Destruction of forests a big carbon problem

Destruction of forests a big carbon problem

This statement would only be true if new trees maturing equalled old trees lost.

Destruction of forests a big carbon problem

In the Citizen printed Nov. 24 a letter from Peter Lake in which he proposed that there was no net affect on carbon levels in our environment from the release of carbon from forest fires, since new trees, when they mature, will sequester carbon dioxide from the atmosphere and maintain a balance.

This statement would only be true if new trees maturing equalled old trees lost. The reality is that the amount of carbon being released into the atmosphere from forest fires is accelerating, and 2015 was the worst year for which data has been published (the data only goes as far as 2015).

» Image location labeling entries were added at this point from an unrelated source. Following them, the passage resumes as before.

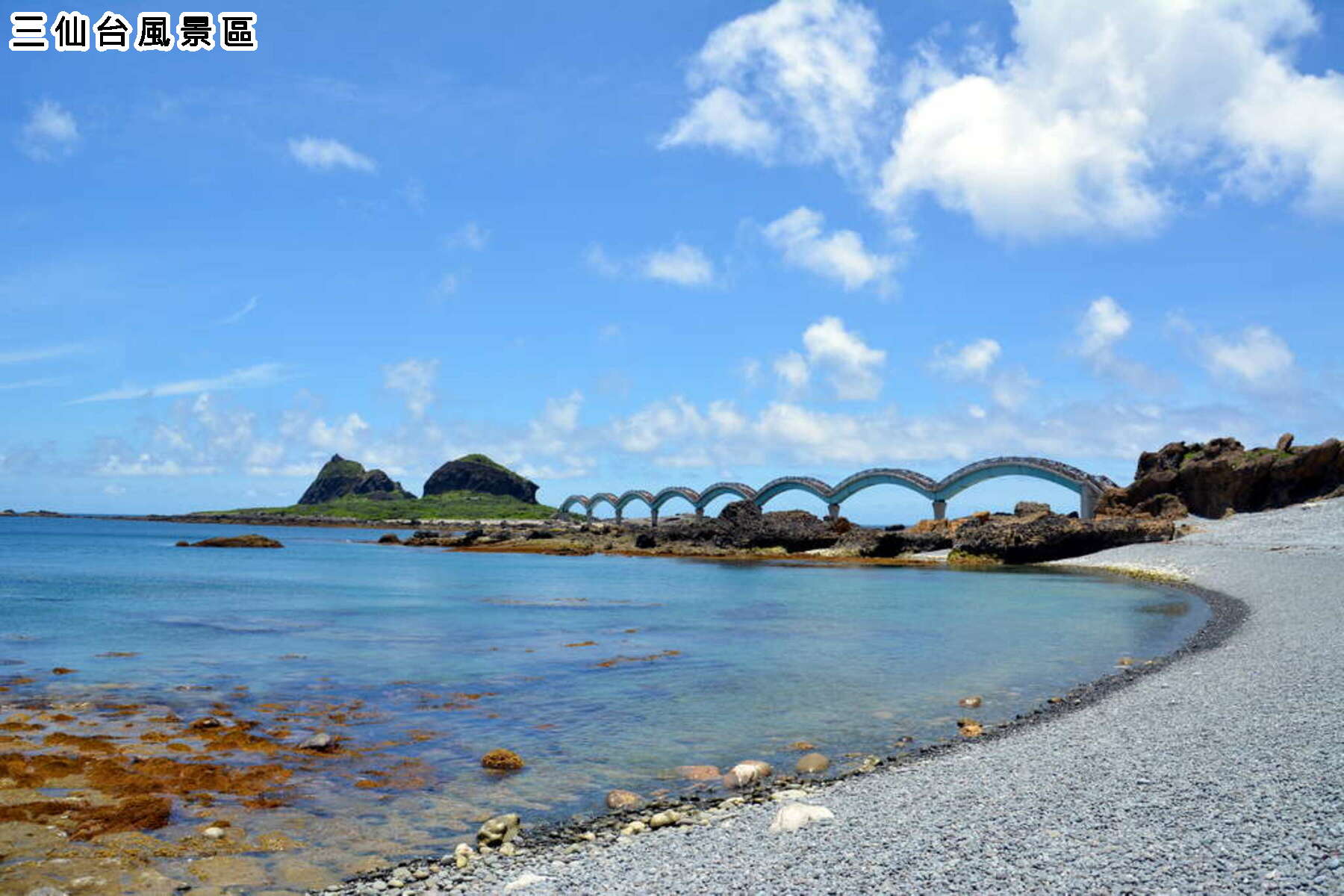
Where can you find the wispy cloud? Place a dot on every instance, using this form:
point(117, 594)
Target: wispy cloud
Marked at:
point(322, 153)
point(26, 355)
point(242, 378)
point(241, 314)
point(50, 381)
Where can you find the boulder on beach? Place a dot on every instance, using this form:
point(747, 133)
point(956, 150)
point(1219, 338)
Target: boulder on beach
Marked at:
point(812, 763)
point(479, 473)
point(340, 479)
point(234, 541)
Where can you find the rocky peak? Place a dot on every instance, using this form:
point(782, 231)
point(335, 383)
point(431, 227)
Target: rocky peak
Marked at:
point(340, 477)
point(479, 473)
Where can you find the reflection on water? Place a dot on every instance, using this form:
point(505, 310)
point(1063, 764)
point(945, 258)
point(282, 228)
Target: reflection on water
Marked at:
point(601, 672)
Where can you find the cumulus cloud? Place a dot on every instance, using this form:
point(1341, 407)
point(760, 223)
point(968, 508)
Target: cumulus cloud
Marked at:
point(791, 82)
point(839, 255)
point(682, 265)
point(49, 134)
point(324, 153)
point(252, 376)
point(1036, 144)
point(792, 370)
point(853, 367)
point(414, 379)
point(969, 361)
point(1256, 358)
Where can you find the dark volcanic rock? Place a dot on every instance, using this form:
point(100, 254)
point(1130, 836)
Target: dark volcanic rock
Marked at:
point(1214, 477)
point(744, 526)
point(235, 541)
point(340, 477)
point(479, 473)
point(1050, 536)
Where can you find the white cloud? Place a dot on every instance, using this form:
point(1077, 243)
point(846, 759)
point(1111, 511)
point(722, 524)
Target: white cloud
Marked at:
point(447, 285)
point(791, 82)
point(45, 354)
point(1101, 328)
point(971, 361)
point(851, 364)
point(243, 378)
point(414, 379)
point(1256, 358)
point(470, 235)
point(750, 370)
point(241, 314)
point(1104, 326)
point(683, 265)
point(839, 255)
point(1036, 144)
point(323, 153)
point(725, 119)
point(49, 134)
point(792, 370)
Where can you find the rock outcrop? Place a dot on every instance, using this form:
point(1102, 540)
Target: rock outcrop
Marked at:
point(1210, 479)
point(1048, 536)
point(744, 526)
point(479, 473)
point(340, 477)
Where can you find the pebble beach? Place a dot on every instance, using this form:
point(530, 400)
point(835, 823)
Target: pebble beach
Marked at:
point(1219, 773)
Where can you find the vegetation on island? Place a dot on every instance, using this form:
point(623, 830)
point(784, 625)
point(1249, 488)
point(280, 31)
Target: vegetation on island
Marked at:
point(449, 505)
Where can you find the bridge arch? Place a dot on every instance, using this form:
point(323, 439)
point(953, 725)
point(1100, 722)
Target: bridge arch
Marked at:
point(862, 480)
point(570, 501)
point(1070, 477)
point(779, 487)
point(719, 489)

In 2016 we had the Fort McMurray fires and in 2017 we had the B.C. fires, which we were told at the time was the worst in recorded history in B.C. We therefore shouldn’t be surprised when the data for these years gets published, if the amounts of carbon released from forest fires sets new records in Canada.

Efforts to reduce the amount of carbon being released by the consumption of fossil fuels are worthy, but trivial when the results are overwhelmed by the accelerating destruction of the forests, some of which may be caused by changes to summer temperatures and length of droughts which are predicted to worsen.

People who believe that climate change is only caused by the burning of fossil fuels deny the broader vision of others.